We assessed clinical symptoms using the Scale for the Assessment of Positive Symptoms (SAPS),³⁰ Scale for the Assessment of Negative Symptoms (SANS),³¹ Young Mania Rating Scale (YMRS),³² Hamilton Rating Scale for Depression (HRSD),³³ and Brief Psychiatric Rating Scale (BPRS).³⁴ We were particularly interested in the relationship between performance and positive symptoms. To examine positive symptoms in greater detail, separate hallucination and delusion scores were derived based on a factor analytic study of the SAPS and summing items loading on factors related to delusions (ie, bizarre delusions, other delusions, and paranoid delusions) and hallucinations (ie, non-auditory hallucinations, and auditory hallucinations).³⁵ We measured premorbid IQ using the Wechsler Test for Adult Reading (WTAR).³⁶ To assess agency-related phenomena, we used the Scale for the Assessment of Passivity Phenomena (SAPP)³⁷ in SZ and BPP and the Inventory of Psychotic-like Anomalous Self-Experiences (IPASE)³⁸ in all participants. The SAPP is an interview-based measure of current and lifetime passivity experiences,¹ and the IPASE is a self-report measure of subjective self-disturbances. See supplementary methods for information on missing data.

Blanking Task

Apparatus and Setup

Participants sat in a dimly lit room with their head stabilized 59 cm in front of a computer screen (screen size: 393 × 292 mm; spatial resolution: 1280 × 960 pixels; refresh rate: 85 Hz). The only sources of light in the room were the infrared light from the eye-tracker and the computer screen with its brightness set at the lowest. A pillow was set by the door to block off external lights. We used an EyeLink 1000 to track eye position (SR Research, Ottawa, Ontario, Canada). Participants used a computer keyboard to respond. We used Psychophysics³⁹ and EyeLink⁴⁰ toolboxes via MATLAB (MathWorks, Portola Valley, CA) to present the stimulus and collect responses.

Design and Procedure

This task measures the degree to which CD influences visual perception. Each trial started with participants fixating on a red dot with a diameter of 0.2° visual angle presented on a gray background (figure 1A). To reduce anticipation effects and stereotypical behavior,²¹ the dot appeared randomly with equal probability at 1 of 9 fixation locations (–1°, 0°, or 1° displacement horizontally and vertically relative to the center of the screen). Once participants maintained fixation for 200 ms, the dot turned black and stayed on for another random period between 500 and 1000 ms. Then it disappeared and reappeared 10° to the left or right of the fixation location (pre-saccadic location). Participants were instructed to look at the target as quickly as possible. Once they initiated a saccade, the dot disappeared for 250 ms (ie, blanked) and reappeared at a new location (post-saccadic location). The post-saccadic location was 0.25°, 0.50°, 1.00°, 1.50°, 2.00°, or 3.00° of visual angle to the left or right of the pre-saccadic location, or in the exact same location (ie, 0° displacement). The closest distance between a post-saccadic location and the screen border was 7.17° visual angle. The dot then stayed on the screen until participants responded via a key press indicating the direction the dot jumped relative to the pre-saccadic location (left or right). For analysis, responses were recoded as forward when the target was perceived to jump further from fixation and backward when perceived as jumping closer to fixation. Therefore, the outcome variable of this task was dichotomous (ie, participants’ judgment of target jumping forward or backward). There were a total of 234 trials (9 fixation locations × 2 saccade directions × 13 post-saccadic displacements) per participant. The intertrial interval was self-paced and the task typically took 30 min to complete. See supplementary methods for saccade detection and performance exclusion criteria.

Statistical Analysis

We used 1-way ANOVAs to compare groups on age, IQ, years of education (self and parental), and IPASE, and χ2 tests to compare groups on sex and race. We used independent t tests to compare SZ and BPP participants on clinical symptoms, CPZ equivalent dosages, and years of illness, and χ2 tests on proportion of participants currently using antipsychotics. We used SPSS Statistics version 27.0 (IBM, Armonk, NY) for these analyses.

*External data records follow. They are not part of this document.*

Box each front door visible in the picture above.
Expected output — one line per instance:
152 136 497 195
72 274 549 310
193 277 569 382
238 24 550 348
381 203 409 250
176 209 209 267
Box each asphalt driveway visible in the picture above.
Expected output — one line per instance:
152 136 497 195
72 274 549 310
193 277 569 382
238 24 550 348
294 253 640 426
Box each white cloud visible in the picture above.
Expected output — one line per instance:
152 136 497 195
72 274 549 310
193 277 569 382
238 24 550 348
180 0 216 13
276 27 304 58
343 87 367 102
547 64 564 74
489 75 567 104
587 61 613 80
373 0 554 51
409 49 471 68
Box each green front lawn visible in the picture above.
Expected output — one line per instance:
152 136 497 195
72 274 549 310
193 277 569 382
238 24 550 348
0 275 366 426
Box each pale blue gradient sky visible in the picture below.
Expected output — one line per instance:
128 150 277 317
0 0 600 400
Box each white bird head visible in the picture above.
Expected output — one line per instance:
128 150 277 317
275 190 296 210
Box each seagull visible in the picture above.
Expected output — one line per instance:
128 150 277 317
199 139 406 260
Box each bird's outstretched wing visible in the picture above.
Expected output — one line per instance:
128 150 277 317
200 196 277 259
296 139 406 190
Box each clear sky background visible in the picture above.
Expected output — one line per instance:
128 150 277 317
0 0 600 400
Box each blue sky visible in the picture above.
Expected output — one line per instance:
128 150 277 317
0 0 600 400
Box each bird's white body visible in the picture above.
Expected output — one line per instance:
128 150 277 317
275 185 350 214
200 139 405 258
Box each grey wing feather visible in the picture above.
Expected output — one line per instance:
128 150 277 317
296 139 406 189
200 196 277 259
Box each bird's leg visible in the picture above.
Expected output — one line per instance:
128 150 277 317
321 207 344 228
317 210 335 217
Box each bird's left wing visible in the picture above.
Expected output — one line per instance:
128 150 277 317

We constructed multilevel binary logistic models with maximum pseudo-likelihood to predict participants’ responses on each trial (forward/backward). Statistical analyses are described in more detail in supplementary methods. We defined 2 variables to characterize saccade landing site: post-saccadic direction and post-saccadic distance (figure 1B). Post-saccadic direction describes the direction of post-saccadic target location relative to saccade landing site (forward: post-saccadic target further away from fixation than saccade landing site; backward: post-saccadic target closer to fixation than saccade landing site). If participants relied on saccade landing site to approximate pre-saccadic location, we hypothesized a high likelihood of forward responses on trials with a forward post-saccadic direction and backward responses on trials where the target appeared backward of the saccade landing site. Post-saccadic distance describes the distance between post-saccadic location and saccade landing site (regardless of the direction).

In all models, we included target displacement as a predictor and coded forward jumps as positive and backward jumps as negative. Therefore, we expected that the proportion of forward responses would increase as target displacement increased. We also included post-saccadic direction and post-saccadic distance to examine participants’ potential reliance on saccade landing site (instead of CD information) when making perceptual judgments.

The regression parameter that most directly reflects CD functioning is post-saccadic direction: a significant effect or interaction involving post-saccadic direction would indicate that participants relied on saccade landing site (instead of CD information) when making perceptual judgments. More specifically, this reliance would be reflected in the intercept when examining forward and backward landing trials separately. The intercept reflects participants’ perceived target displacement when the actual displacement is 0 (ie, when the target does not move). Therefore, this intercept parameter is conceptually equivalent to the psychophysical parameter of perceptual null location. A positive intercept suggests a bias toward forward responses, and a negative intercept suggests a bias toward backward responses. The other parameter that likely relates to CD functioning is the slope of target displacement. We expected a strong relationship between target displacement and perceptual judgements (ie, the larger the displacement forward, the more likely participants would report a forward jump). This slope parameter is conceptually equivalent to the psychophysical parameter of just noticeable difference. In other words, increased values of slope reflect greater perceptual sensitivity. While the slope may capture other basic visual processing components, a reliance on saccade landing site is expected to result in less reliance on target displacement, and thus a flatter slope.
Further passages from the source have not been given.